Alle Berechnungen können sich nur auf die erstere Gattung des Windes beziehen; jedoch muß man sich die letztere Eigenschaft des Windes dabei stets vor Augen halten. Die Unbeständigkeit der Luftströmungen zeigen uns (in größeren Höhen) nicht nur die Wolken und die Ballonfahrten an, sondern auch (in den niederen Schichten der Atmosphäre) der aus den Schornsteinen aufsteigende Rauch, die wirbelnden Blätter, der Staub, das Treiben des Schnees, das Wogen der Saatenfelder, das Rauschen der Wälder etc.
Zum Messen der Windgeschwindigkeiten hat man in neuester Zeit besonders sinnreiche Apparate konstruiert, welche auch die in kleinen Zeiträumen wiederkehrenden Fluktuationen des Windes zu beobachten gestatten. Es sei hier unter anderem auf die Apparate von Lilienthal, Wellner und Langley kurz verwiesen, sowie auf meine in der Broschüre »Ballonbeobachtungen und deren graphische Darstellung« enthaltenen Anweisungen darüber.

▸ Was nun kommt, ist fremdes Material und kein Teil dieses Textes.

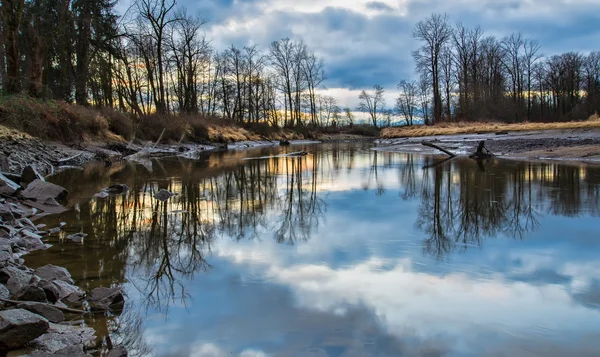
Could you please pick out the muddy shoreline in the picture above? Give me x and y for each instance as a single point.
(575, 145)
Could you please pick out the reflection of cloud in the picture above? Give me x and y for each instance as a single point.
(459, 306)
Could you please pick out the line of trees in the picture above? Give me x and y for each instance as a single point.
(465, 75)
(155, 59)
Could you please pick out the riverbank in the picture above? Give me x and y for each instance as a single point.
(578, 144)
(42, 310)
(593, 122)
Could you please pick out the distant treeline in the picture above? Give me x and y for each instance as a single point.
(156, 59)
(465, 75)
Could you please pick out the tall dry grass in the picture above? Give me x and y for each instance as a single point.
(482, 127)
(53, 120)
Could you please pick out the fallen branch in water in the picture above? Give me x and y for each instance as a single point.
(427, 143)
(65, 309)
(480, 154)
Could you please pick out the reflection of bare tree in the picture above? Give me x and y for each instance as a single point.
(159, 246)
(462, 205)
(299, 203)
(127, 331)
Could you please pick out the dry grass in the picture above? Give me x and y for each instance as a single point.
(481, 127)
(55, 120)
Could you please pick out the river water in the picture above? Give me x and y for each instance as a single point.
(344, 252)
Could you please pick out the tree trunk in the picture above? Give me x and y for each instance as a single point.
(12, 11)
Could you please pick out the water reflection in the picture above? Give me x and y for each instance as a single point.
(238, 214)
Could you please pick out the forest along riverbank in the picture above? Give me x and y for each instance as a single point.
(41, 310)
(566, 144)
(19, 150)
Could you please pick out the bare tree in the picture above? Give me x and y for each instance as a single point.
(530, 57)
(349, 116)
(158, 15)
(407, 104)
(513, 63)
(435, 32)
(12, 11)
(372, 103)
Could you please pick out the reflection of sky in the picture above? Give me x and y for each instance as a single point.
(361, 286)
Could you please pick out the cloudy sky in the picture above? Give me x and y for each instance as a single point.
(363, 286)
(368, 42)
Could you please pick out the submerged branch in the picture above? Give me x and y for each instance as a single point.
(427, 143)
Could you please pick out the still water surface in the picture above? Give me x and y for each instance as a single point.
(344, 252)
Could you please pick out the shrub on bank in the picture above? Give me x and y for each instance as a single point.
(52, 120)
(118, 122)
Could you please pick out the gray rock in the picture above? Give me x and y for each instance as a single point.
(63, 337)
(51, 313)
(70, 294)
(6, 244)
(7, 186)
(18, 327)
(52, 272)
(72, 351)
(75, 300)
(51, 291)
(31, 243)
(31, 293)
(77, 237)
(4, 165)
(14, 278)
(106, 299)
(5, 257)
(118, 351)
(10, 211)
(4, 293)
(41, 191)
(64, 289)
(29, 175)
(117, 189)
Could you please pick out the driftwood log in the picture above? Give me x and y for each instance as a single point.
(481, 153)
(62, 308)
(427, 143)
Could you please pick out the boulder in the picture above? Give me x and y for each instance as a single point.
(72, 351)
(10, 211)
(51, 291)
(14, 278)
(5, 257)
(118, 351)
(31, 293)
(6, 244)
(62, 338)
(41, 191)
(117, 189)
(7, 186)
(106, 299)
(4, 293)
(49, 312)
(31, 243)
(30, 234)
(4, 164)
(70, 294)
(77, 237)
(52, 272)
(18, 327)
(65, 289)
(29, 175)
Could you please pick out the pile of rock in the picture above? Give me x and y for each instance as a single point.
(33, 302)
(36, 304)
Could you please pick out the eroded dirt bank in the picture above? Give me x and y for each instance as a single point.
(571, 144)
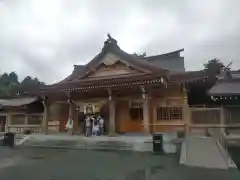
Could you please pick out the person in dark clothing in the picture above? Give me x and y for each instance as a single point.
(81, 119)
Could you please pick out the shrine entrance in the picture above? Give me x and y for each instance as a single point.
(3, 120)
(92, 110)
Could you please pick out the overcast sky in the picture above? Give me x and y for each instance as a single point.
(44, 38)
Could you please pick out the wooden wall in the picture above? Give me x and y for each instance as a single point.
(170, 96)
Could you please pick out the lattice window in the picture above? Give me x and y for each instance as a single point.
(17, 119)
(169, 113)
(136, 110)
(35, 119)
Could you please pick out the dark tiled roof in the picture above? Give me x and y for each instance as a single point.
(226, 87)
(80, 70)
(188, 76)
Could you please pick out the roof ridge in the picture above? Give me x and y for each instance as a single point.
(165, 54)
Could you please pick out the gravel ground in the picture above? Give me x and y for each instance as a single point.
(63, 164)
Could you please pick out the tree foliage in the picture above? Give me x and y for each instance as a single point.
(214, 67)
(10, 85)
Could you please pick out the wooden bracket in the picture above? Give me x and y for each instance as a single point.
(109, 94)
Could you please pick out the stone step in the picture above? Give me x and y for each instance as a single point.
(110, 146)
(105, 145)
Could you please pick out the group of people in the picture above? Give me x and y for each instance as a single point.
(94, 125)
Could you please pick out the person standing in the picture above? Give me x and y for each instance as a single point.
(88, 126)
(69, 125)
(101, 124)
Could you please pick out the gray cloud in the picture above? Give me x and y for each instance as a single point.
(45, 38)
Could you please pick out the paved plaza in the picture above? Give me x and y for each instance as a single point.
(62, 164)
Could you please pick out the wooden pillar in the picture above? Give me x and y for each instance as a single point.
(70, 112)
(112, 114)
(26, 119)
(45, 116)
(8, 119)
(186, 113)
(145, 111)
(222, 120)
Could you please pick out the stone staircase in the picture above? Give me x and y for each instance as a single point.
(80, 144)
(111, 146)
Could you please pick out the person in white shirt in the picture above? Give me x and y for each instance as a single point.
(88, 126)
(101, 124)
(69, 125)
(95, 128)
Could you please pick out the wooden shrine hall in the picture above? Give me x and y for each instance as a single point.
(133, 93)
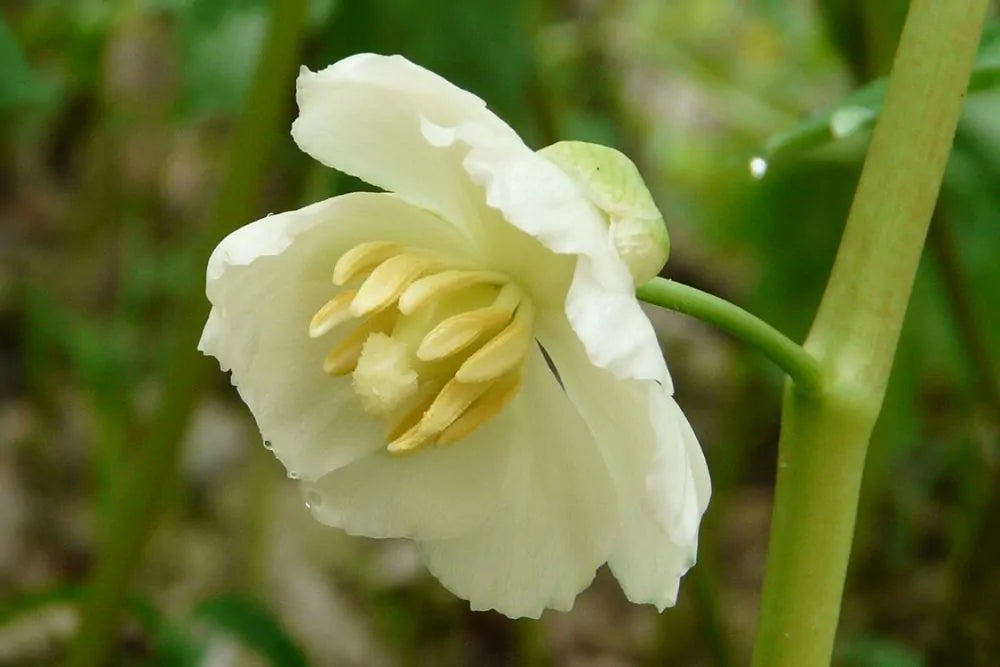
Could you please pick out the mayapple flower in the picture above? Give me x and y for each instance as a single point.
(461, 360)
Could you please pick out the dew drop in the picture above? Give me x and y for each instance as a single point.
(758, 167)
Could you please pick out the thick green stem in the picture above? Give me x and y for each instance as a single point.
(799, 364)
(825, 436)
(137, 495)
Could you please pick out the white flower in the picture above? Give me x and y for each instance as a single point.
(524, 476)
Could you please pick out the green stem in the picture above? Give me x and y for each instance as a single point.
(799, 364)
(825, 436)
(138, 493)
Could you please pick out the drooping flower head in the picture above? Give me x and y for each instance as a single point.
(461, 360)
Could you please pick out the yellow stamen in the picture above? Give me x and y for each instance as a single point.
(363, 257)
(332, 313)
(488, 406)
(388, 281)
(409, 442)
(504, 351)
(454, 399)
(425, 396)
(457, 332)
(423, 290)
(343, 358)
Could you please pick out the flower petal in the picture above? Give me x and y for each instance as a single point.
(555, 522)
(538, 198)
(363, 115)
(434, 493)
(265, 281)
(655, 462)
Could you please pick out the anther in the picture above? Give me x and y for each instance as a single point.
(361, 258)
(488, 406)
(504, 351)
(423, 290)
(343, 358)
(388, 280)
(459, 331)
(332, 313)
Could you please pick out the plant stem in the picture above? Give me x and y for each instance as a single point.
(799, 364)
(825, 437)
(143, 480)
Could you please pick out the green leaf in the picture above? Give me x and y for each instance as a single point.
(19, 85)
(859, 110)
(253, 625)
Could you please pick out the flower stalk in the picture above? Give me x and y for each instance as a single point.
(801, 367)
(825, 436)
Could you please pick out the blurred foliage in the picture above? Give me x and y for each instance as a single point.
(117, 116)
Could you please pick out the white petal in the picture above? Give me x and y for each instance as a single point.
(658, 469)
(363, 115)
(541, 200)
(430, 494)
(554, 525)
(265, 281)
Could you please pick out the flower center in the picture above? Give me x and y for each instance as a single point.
(435, 351)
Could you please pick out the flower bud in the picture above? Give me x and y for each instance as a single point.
(611, 182)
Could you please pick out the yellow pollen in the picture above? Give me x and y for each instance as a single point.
(343, 358)
(430, 287)
(384, 285)
(503, 352)
(439, 350)
(361, 258)
(333, 312)
(459, 331)
(488, 406)
(450, 403)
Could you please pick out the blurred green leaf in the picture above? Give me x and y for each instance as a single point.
(859, 110)
(18, 83)
(253, 625)
(863, 651)
(185, 644)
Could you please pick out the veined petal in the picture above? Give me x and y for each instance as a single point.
(555, 523)
(362, 115)
(539, 199)
(437, 493)
(655, 462)
(265, 282)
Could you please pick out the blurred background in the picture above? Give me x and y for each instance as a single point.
(135, 133)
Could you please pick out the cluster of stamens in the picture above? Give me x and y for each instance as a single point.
(436, 351)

Versuche und Messungen ergeben, daß die Windgeschwindigkeiten innerhalb nur weniger Sekunden sehr bedeutend differieren, so daß (wenn man sich die Zeiten auf einer Abszissenachse, die Geschwindigkeiten auf einer Ordinatenachse aufträgt) selbe durch größere oder kleinere Wellenlinien wiedergegeben werden, in deren auf- und absteigenden Ästen wieder sekundäre Schwankungen auftreten.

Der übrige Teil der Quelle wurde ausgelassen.